Als das erste Buch uninteressant geworden war, hatte Kevin immer wieder andere angeschleppt, die der Kleine nicht aus der Hand legte, bis er sie wohl ausgelesen hatte.
Er hatte das natürlich nicht verstehen können, wie auch? Wer wäre schon auf die Idee gekommen, dass ein Fünfjähriger fließend las und sogar schreiben konnte?
Bis auf seine süße Kathi!
Philip sah ihn aufmerksam an. Wenn der Papa so lächelte, dachte er sicher an Dr. Kathi, die seine Angst weggezaubert hatte.
Als Philip im Bett war, setzte sich Kevin noch ein wenig zu Albert. Seltsamer Weise lief der Fernseher nicht, der Freund schien in Gedanken versunken zu sein.
„Kathis Vater kommt sie besuchen!" begann Kevin.
Albert war erstaunt. „Tatsächlich?" Er hatte ein wenig von dem Familienleben der jungen Ärztin mitbekommen. Vom Vater hatte er nicht sonderlich viel erfahren. Er war ein richtig großes Tier im Wirtschaftsleben, mehr wusste er nicht.
„Hm! Meinst du, sie will, dass er mich kennenlernt? Ich meine, das sind nicht gerade die Kreise, in denen ich mich bewege!" fragte Kevin.
„In diesen Kreisen bewegen sich die wenigsten Menschen!" erwiderte Albert. „Aber es sind nun einmal die Kreise deiner Kathi! Und wichtig ist, wie sie dich sieht, nicht ihr Vater. Außerdem bist du ein toller junger Mann! Wer sollte dich nicht als Schwiegersohn haben wollen!"
Kevin grinste. Schwiegersohn! Davon waren sie noch ein Stück entfernt! Aber es klang nicht einmal schlecht! Er hatte aber keinerlei Erfahrungen mit Beziehungen!
Wie würde das mit Kathi weitergehen?
Würde das Gefühl in ihm bleiben?
In ihr?
Zwischen ihnen?
Würde die Leidenschaft bleiben?
Oder schwächer werden?
Er hatte viel darüber im Netz gelesen, aber im Grunde keine Ahnung!
Würden sie sich auseinanderleben wie so viele?
Würde sie ihn satt bekommen?
Den Lagerarbeiter mit dem losen Mundwerk?
Bisher hatte er das Gefühl, sie würden sich täglich neu ineinander verlieben.
Das war schön, das war irre gut!
Aber was würde in einem Jahr, in zwei, in fünf sein?
Stop! rief er sich selbst zu.
Keine Pläne! Nie mehr!
Nimm das Gute, das du hast, dankbar an!
Warte einfach ab, was kommt!
Tu das Beste, um sie zu halten!
Mit diesem Vorsatz wandte er sich wieder Albert zu.
„Worüber grübelst du eigentlich ständig nach?" fragte er schließlich. Er hatte Albert noch nie so in sich versunken gesehen wie in den letzten Tagen immer wieder einmal.
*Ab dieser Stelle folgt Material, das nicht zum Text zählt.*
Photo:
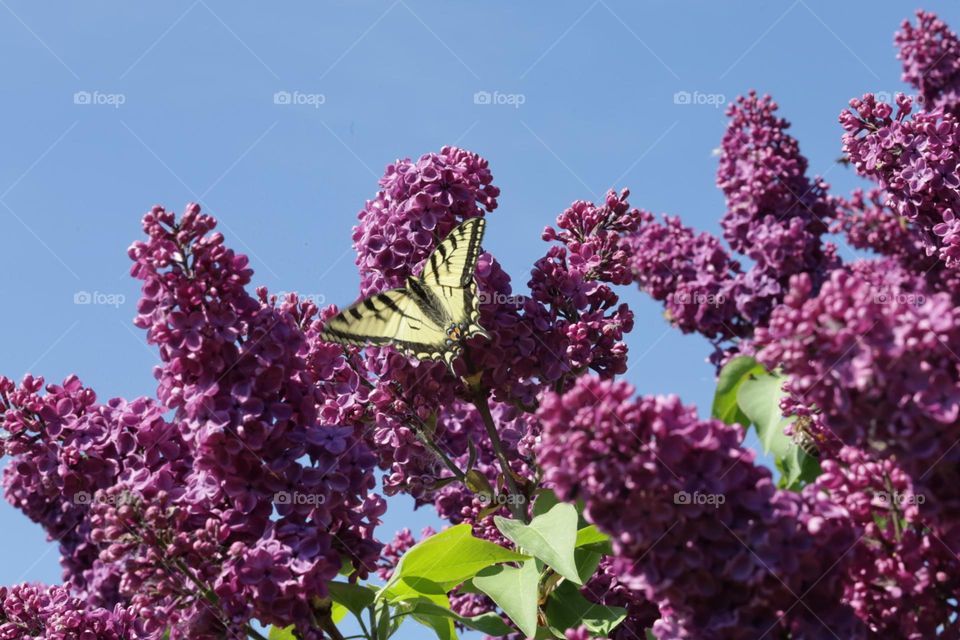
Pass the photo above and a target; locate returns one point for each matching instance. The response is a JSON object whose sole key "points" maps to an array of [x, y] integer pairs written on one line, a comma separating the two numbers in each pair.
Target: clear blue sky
{"points": [[198, 121]]}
Der sah ihn offen an, und in seinen Augen bemerkte Kevin so viel Liebe, dass es ihn kurz atemlos machte. „An die Fehler der Vergangenheit, die aber letztendlich keine waren!" antwortete Albert kryptisch.
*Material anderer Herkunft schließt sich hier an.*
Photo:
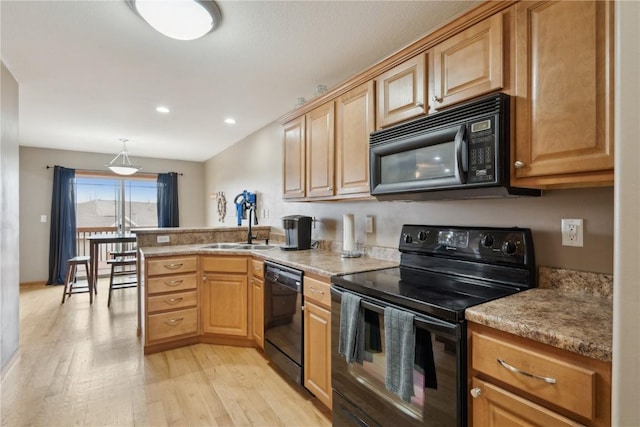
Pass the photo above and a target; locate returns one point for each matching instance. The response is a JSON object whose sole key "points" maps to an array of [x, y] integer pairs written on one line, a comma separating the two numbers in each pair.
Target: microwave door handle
{"points": [[462, 161]]}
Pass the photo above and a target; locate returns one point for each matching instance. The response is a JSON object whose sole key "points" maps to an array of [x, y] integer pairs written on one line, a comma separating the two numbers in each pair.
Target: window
{"points": [[112, 204], [108, 204]]}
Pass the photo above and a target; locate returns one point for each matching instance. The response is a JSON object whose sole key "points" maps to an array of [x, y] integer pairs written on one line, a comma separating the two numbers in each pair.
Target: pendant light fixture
{"points": [[124, 168], [179, 19]]}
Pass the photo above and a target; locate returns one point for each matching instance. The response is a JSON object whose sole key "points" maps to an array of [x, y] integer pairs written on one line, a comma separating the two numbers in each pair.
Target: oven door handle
{"points": [[431, 324], [462, 160]]}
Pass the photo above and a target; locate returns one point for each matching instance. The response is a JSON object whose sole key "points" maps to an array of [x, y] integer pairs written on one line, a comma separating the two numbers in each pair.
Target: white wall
{"points": [[36, 184], [626, 295], [9, 215], [255, 164]]}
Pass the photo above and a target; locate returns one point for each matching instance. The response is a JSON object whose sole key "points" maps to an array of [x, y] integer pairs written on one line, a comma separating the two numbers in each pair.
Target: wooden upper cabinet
{"points": [[564, 88], [294, 159], [355, 117], [319, 148], [468, 64], [401, 92]]}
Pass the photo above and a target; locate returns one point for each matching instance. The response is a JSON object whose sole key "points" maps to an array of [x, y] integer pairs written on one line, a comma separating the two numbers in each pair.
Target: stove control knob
{"points": [[509, 248], [487, 240]]}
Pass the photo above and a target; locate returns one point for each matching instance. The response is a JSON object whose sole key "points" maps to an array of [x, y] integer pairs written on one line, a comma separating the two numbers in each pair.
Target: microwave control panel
{"points": [[482, 150]]}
Kevin sah ihn ernst an. „Ja! Das gibt es! Fehler, die man macht, die sich später als Glücksfälle herausstellen! So wie mit Philip, mir und Mary!"
Albert hielt seinen Blick fest. „Aber es gibt auch Fehler, die nichts Gutes bringen! Die einfach nur dumm und gefährlich sind!"